We had a very interesting one that led to a rather surprising perambulation of the Taoiseach in this Chamber on one occasion arising from somewhat similar causes. I am wondering whether, just for the sake of recognising what the facts are, we are not wandering down the leafy lane of legal uncertainty. This may seem farfetched. Nevertheless, I say it in all seriousness even though I follow the Minister in the cheerful tone, which I am glad he adopted, when he was dealing with this.
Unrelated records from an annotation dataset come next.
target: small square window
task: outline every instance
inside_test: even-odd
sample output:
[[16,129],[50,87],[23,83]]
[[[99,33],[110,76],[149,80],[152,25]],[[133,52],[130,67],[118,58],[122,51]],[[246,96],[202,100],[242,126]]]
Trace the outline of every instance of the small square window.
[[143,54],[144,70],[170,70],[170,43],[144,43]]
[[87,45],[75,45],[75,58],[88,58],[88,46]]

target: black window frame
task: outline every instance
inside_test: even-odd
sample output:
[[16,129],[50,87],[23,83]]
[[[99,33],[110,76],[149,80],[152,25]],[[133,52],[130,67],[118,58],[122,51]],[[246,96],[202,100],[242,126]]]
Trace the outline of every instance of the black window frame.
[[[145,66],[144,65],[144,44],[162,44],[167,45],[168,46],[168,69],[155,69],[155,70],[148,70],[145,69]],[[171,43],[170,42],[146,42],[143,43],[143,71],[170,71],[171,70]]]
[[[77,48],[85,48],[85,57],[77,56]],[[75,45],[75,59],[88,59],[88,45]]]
I am old-fashioned enough to feel the dangers of these things. I am social enough to be worried about the consequences of provisions in a Bill like that in particular circumstances affecting the very class that might be prone to this kind of thing. I do not know if "moral" is the word to use, but "social" certainly is the word to use. Apart from the property aspect which we dealt with on the earlier amendment, there is a trend which will follow from the fact that the wife and husband are being integrated at a disadvantage. If they are separated, or if you avoid the legitimate relationship, by device or otherwise, this Bill will favour such a situation. For that reason I support the first part of Deputy Colley's amendment, namely the deletion.
As regards Deputy Colley's amendment, the Minister might accuse him of being liberal and I might accuse him of being "a chauvinistic what" because he is giving the custody prima facie and in the first instance to the male. Even Deputy Colley prefers the male in this amendment.